L’intelligence de l’art suppose une ouverture à la dimension spirituelle de sa conception, de sa destination et de ses enjeux. A cet égard, il est utile d’entendre la parole d’un architecte contemporain, Jean-Marie Duthilleul, à la fois concepteur des grandes gares conçues dans les années 1990 pour accueillir les TGV et auteur de l’aménagement de l’hippodrome de Longchamp pour les cérémonies des JMJ de Paris en 1998. Evoquant à la fois le Parthénon, le Temple du Ciel à Pékin et la cathédrale de Chartres, il estime que « l’intelligence profonde de l’art passe par la connaissance de la façon dont le réel sensible intervient dans la relation de l’homme à Dieu » (6). Il remarque que c’est précisément cette connaissance qui nous manque pour comprendre les alignements de pierres dressées de Carnac. On n’entre pas dans la compréhension de ces alignements parce qu’on ne connaît pas le rôle qu’entretenait ce dispositif avec la divinité.

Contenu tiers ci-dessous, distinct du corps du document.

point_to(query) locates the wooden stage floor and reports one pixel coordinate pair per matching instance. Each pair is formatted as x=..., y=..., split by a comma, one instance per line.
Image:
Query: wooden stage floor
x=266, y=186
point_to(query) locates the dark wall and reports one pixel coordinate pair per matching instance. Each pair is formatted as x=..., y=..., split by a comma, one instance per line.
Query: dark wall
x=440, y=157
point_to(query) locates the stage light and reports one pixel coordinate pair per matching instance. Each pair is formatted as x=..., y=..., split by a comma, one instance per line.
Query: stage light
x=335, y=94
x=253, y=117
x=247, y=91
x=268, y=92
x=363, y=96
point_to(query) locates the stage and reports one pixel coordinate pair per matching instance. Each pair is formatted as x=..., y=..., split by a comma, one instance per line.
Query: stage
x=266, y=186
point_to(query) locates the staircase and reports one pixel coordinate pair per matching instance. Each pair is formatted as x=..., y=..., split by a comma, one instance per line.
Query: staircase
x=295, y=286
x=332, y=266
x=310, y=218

Ces considérations sur le lien entre l’art et l’Eglise, nous interpelle nous, dominicaines. Quelle place faisons-nous l’art dans notre prédication, notre prière et jusque dans nos lieux de vie. Dans le cadre des célébrations du jubilé de la mort de saint Dominique, chaque communauté est invitée à présenter une œuvre d’art sur st Dominique (statue, icone, peinture…) liée à l’histoire de votre entité ou de votre communauté. Avec l’apport de chacune, cela pourra constituer en quelque sorte notre « patrimoine artistique dominicain CRSD » !


(1) Discours aux artistes, 8 avril 1952, cité dans Isabelle Saint-Martin, Art chrétien / art sacré, regards du catholicisme sur l’art, France, XIXe-XXe siècle, Presses Universitaires de Rennes, 2014, p. 11.
(2) Isabelle Saint-Martin, Art chrétien / art sacré, regards du catholicisme sur l’art, France, XIXe-XXe siècle, Presses Universitaires de Rennes, 2014.
(3) Paul VI, « L’Eglise et l’art », Insegnamenti di Paolo VI, Rome, 1964, 312-318, trad. fr. La Documentation catholique, n° 61, 1964, p. 383-388.
(4) Benoît XVI, « Discours aux artistes », 21 novembre 2009 ; Jean-Paul II, « Lettre aux artistes », 4 avril 1999.
(5) L’expression est ici empruntée à Régis Debray qui publia, en 2002, un Rapport sur l’Enseignement du fait religieux dans l’école laïque.
(6) Jean-Marie Duthilleul « Le rôle de l’architecte », communication prononcée à l’occasion du colloque Intelligence de l’art et culture religieuse aujourd’hui, organisé à l’Ecole du Louvre les 15 et 16 avril 2020.